Sebelumnya, Menteri Perindustrian Saleh Husin menyebutkan bahwa 50 pabrik gula kristal putih berbasis tebu dengan pengelolaan di bawah BUMN, tidak beroperasional dengan maksimal. Mutu gula yang dihasilkan tergolong rendah.

Selama ini, lanjut Saleh Husin, gula kristal putih di Indonesia diproduksi oleh 50 pabrik BUMN dan 12 pabrik swasta. Pabrik gula yang dikelola oleh BUMN pada umumnya berkapasitas kecil, menggunakan mesin-mesin tua, jumlah karyawan banyak dan beroperasi hanya 150 hari setahun.

Sebanyak 69,4 persen pabrik gula BUMN berkapasitas kecil dengan pengolahan tebu di bawah 4.000 ton per hari.

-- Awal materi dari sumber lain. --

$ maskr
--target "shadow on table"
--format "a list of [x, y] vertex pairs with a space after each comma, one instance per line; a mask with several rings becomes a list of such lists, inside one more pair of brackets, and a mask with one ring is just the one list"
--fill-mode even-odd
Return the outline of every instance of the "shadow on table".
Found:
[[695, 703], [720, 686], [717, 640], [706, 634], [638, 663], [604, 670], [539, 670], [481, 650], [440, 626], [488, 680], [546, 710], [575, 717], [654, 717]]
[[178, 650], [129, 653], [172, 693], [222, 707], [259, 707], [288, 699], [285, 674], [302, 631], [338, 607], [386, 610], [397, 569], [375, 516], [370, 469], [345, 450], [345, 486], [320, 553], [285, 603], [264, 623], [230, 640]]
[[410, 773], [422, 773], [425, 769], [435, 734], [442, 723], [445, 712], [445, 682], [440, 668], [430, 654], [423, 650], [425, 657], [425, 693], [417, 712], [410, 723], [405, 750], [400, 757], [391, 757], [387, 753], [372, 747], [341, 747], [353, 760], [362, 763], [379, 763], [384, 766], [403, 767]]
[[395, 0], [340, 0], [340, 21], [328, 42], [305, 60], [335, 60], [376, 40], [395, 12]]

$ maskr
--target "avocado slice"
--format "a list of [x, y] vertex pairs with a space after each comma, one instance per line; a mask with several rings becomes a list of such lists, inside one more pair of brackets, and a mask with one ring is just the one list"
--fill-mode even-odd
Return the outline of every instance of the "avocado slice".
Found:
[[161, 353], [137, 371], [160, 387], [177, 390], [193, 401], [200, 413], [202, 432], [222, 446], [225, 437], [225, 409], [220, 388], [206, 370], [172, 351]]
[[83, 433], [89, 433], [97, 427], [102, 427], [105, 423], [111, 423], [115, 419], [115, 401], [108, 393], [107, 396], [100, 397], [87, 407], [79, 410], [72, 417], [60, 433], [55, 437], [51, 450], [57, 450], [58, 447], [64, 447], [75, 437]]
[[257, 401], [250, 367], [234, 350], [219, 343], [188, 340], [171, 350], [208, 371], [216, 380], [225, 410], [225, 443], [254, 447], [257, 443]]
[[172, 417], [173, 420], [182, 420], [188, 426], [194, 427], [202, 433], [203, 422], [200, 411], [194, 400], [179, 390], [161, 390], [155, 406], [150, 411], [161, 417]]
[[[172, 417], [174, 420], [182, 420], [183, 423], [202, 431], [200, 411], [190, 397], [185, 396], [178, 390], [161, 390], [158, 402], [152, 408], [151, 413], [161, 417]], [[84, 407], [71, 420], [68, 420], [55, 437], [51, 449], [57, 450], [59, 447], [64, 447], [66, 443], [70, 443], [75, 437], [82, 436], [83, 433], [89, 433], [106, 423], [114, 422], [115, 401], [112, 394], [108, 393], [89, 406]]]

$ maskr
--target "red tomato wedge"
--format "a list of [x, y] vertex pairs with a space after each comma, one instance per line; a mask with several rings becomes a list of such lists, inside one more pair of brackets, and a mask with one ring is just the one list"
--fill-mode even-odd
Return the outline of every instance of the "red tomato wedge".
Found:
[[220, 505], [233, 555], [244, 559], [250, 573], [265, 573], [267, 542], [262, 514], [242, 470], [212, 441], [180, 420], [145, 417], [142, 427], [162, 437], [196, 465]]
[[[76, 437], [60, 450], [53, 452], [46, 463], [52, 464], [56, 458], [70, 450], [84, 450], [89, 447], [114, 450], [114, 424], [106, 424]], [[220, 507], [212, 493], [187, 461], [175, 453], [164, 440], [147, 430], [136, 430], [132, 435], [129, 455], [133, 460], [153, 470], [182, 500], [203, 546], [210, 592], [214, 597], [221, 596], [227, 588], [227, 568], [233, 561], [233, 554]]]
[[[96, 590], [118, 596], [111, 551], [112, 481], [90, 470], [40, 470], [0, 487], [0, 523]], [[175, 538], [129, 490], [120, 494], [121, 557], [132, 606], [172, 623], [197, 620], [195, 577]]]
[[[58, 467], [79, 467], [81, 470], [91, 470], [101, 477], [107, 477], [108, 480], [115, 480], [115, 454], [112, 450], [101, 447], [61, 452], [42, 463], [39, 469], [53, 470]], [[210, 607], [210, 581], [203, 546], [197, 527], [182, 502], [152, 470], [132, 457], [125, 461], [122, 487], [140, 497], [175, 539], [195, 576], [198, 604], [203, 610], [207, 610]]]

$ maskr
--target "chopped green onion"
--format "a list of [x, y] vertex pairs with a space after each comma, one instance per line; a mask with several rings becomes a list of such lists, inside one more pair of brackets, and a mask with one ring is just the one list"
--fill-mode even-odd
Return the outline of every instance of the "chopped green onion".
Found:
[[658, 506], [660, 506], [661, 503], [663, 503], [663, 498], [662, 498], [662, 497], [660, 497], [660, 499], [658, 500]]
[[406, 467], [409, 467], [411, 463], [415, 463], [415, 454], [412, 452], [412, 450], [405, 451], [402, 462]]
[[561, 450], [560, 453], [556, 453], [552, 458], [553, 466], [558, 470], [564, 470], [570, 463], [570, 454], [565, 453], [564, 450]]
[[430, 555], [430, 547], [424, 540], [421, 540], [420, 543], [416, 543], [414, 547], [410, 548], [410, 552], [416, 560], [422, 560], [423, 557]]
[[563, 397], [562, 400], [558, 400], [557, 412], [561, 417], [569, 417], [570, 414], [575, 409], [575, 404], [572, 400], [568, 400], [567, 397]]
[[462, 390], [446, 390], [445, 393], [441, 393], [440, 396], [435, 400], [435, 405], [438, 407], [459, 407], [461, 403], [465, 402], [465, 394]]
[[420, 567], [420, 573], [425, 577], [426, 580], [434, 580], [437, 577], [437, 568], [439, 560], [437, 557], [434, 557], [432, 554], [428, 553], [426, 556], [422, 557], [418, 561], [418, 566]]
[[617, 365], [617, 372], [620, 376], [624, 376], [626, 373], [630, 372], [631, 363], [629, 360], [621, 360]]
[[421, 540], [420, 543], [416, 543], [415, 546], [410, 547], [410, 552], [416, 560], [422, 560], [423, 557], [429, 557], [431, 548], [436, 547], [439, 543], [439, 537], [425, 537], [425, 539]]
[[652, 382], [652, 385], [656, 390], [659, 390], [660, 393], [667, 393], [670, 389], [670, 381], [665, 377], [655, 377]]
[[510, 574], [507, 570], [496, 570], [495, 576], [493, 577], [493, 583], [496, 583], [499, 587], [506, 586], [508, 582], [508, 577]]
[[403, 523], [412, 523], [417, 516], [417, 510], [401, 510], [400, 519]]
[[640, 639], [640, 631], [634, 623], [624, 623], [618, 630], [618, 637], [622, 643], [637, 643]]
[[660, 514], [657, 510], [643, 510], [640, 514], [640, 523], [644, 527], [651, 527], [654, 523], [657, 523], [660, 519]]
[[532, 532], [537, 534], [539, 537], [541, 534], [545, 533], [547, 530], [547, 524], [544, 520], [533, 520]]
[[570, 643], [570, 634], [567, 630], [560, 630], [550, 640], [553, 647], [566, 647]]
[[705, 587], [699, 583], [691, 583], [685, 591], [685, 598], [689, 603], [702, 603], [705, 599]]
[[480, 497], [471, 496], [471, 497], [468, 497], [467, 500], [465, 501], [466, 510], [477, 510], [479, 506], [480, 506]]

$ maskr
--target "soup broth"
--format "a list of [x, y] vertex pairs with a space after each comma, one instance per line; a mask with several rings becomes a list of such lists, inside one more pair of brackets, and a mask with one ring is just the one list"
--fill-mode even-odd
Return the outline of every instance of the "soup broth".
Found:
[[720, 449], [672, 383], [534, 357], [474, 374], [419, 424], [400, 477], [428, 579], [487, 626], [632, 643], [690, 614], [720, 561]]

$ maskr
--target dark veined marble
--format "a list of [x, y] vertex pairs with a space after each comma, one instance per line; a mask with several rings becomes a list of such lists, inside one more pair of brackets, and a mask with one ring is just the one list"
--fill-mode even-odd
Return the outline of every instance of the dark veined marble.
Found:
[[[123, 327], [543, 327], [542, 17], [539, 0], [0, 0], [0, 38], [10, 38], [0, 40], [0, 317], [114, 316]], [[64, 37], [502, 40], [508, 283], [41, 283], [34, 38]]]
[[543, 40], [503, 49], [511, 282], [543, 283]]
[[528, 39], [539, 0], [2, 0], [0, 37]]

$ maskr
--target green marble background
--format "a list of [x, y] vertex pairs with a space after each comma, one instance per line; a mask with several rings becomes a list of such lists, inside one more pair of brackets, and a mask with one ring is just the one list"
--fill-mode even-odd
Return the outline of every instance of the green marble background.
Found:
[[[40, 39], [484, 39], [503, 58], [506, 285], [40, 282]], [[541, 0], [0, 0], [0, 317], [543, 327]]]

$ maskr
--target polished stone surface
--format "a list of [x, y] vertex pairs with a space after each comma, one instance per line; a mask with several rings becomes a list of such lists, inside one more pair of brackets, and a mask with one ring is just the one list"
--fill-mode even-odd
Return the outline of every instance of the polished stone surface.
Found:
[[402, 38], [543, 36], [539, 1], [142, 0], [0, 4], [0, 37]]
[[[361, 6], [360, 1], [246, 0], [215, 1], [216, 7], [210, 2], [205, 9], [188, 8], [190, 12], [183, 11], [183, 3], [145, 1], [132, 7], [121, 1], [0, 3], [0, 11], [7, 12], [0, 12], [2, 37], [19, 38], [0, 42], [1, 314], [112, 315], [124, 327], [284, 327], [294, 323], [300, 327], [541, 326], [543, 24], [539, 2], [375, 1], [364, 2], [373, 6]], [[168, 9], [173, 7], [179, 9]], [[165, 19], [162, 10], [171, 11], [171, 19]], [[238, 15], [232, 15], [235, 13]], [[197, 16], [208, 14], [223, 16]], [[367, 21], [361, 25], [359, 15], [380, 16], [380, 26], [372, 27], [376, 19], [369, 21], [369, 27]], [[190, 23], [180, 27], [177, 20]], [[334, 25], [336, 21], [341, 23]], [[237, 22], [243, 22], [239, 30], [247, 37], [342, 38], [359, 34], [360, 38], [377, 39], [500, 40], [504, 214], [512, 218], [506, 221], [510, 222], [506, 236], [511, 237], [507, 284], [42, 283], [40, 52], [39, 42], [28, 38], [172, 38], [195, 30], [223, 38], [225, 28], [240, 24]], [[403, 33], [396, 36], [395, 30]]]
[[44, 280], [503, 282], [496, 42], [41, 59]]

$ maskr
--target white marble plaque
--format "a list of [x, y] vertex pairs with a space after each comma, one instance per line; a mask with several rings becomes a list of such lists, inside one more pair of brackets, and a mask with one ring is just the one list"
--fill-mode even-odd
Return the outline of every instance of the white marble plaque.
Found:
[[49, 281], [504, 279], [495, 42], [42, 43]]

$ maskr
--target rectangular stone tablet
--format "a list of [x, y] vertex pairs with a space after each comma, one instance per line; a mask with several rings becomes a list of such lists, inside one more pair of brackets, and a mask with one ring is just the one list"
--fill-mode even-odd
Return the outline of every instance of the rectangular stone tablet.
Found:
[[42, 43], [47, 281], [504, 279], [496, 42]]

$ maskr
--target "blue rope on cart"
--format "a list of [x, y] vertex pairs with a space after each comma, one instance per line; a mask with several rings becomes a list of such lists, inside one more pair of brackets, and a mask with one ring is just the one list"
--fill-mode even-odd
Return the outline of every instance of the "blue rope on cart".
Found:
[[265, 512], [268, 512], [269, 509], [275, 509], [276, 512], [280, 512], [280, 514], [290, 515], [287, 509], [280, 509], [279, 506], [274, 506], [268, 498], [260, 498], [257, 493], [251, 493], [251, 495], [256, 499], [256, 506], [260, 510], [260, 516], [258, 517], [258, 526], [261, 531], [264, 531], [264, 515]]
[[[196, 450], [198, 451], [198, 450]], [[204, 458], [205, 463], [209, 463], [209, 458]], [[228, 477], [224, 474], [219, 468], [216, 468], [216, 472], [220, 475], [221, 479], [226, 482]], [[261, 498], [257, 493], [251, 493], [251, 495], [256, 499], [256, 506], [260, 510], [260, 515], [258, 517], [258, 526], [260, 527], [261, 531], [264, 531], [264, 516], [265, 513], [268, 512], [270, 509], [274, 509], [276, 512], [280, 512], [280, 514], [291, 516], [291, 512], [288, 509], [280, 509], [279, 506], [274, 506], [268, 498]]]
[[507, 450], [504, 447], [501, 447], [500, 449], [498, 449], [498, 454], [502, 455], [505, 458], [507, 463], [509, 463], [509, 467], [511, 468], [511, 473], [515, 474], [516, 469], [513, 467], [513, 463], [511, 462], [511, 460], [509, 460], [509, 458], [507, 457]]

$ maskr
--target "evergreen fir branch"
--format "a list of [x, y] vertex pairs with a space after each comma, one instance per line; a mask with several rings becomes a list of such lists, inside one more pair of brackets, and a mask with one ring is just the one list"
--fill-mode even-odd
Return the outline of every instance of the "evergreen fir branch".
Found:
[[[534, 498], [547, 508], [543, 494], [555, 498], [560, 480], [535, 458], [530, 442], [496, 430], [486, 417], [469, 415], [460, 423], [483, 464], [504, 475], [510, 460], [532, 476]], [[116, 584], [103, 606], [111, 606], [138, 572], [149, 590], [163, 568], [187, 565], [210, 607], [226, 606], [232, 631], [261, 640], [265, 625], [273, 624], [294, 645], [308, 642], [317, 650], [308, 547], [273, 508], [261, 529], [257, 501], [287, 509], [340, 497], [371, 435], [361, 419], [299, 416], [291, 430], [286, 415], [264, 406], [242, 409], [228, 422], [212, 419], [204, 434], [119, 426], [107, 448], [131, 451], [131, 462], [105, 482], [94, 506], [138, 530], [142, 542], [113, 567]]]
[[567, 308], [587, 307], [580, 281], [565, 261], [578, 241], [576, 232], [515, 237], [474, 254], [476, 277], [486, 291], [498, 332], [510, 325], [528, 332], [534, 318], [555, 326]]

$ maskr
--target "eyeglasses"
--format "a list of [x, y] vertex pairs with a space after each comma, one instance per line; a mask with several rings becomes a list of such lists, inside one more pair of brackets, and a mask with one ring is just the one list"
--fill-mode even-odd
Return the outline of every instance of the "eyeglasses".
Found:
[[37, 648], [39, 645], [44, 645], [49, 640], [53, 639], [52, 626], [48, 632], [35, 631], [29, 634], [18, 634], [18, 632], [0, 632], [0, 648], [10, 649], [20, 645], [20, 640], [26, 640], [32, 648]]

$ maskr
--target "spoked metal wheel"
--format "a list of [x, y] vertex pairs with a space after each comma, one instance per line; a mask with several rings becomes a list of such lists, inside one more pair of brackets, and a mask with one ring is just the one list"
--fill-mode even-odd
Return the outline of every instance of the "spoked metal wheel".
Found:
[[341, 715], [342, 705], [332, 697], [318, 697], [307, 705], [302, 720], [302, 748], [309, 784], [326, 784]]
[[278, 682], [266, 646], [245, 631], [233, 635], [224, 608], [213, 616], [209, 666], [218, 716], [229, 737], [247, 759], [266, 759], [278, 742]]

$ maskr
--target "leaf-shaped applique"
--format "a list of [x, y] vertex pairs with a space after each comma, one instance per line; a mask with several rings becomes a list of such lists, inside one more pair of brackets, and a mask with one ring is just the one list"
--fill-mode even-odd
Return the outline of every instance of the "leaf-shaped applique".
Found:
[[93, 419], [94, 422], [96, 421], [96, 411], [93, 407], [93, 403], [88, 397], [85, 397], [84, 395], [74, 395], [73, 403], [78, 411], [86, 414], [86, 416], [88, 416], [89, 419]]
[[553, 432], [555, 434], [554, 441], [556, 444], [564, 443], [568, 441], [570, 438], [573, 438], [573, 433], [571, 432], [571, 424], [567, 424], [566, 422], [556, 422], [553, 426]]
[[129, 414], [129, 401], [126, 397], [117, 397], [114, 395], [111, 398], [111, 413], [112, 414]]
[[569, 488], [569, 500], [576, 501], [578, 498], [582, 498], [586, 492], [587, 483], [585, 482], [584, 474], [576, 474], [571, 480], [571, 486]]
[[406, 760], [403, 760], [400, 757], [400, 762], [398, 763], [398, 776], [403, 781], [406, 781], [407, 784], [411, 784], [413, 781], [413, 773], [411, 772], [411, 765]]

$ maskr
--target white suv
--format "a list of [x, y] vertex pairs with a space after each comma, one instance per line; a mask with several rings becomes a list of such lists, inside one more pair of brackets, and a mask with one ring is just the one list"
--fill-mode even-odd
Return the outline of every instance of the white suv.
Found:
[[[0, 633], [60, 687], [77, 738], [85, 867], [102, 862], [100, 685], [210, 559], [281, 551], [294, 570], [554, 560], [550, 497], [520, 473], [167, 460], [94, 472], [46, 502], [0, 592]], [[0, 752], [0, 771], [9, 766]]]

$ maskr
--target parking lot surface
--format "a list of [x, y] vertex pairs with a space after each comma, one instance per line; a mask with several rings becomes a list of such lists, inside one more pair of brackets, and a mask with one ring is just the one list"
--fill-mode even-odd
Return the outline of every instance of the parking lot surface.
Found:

Terkait kenyataan jika sebagian besar pabrik gula di Indonesia menggunakan mesin-mesin lama, Wakil Sekretaris Jendral APTRI Muhammad Nur Khabsyin menegaskan, bahwa memang sudah waktunya mesin di sejumlah pabrik gula perlu diganti atau dirombak karena sudah tua.

"Kita perlu merombak mesin, karena dapat mengakibatkan ada kebocoran saat penggilingan tebu. Kalau ada kebocoran, maka berpengaruh pada penurunan kadar gula atau rendemen. Hasil tebu akan bagus, kalau mesin pengolah tebu juga bagus kondisinya. Namun kalau mesin kurang baik, jadinya kurang maksimal produk gula yang dihasilkan," katanya.

Hal ini bisa dilihat pada negara jiran Thailand. Berkat penggunaan mesin pada pabrik gula yang berkualitas bagus, maka berpengaruh pada angka rendemen tebu. Di mana angka rendemen yang dihasilkan pabrik gula di Thailand sudah mencapai 11-12 persen. Sementara angka rendemen tebu di Indonesia masih berkisar enam-tujuh persen.

Sementara itu, Direktur Utama PTPN XI Dolly P Pulungan menjelaskan, beberapa waktu lalu, pihaknya sudah diminta Kementerian BUMN untuk membantu merevitalisasi proses pengelolaan delapan pabrik gula yang berada di Jawa Tengah.

Kapasitas produksi dari delapan pabrik yang segera direvitalisasikan itu akan ditingkatkan. Dari sekitar 2.200 ton-2.800 ton per hari menjadi 4.000 ton per hari.

Selanjutnya, Dolly mengatakan, ada sejumlah kendala yang dihadapi sehingga mengakibatkan pabrik-pabrik itu tidak bisa beroperasi dengan maksimal. Misalnya, mesin di pabrik sudah terlalu tua dan belum ada upaya perbaikan, sistem operasional belum efisien, serta sistem yang ada belum diperbaiki atau di-upgrade.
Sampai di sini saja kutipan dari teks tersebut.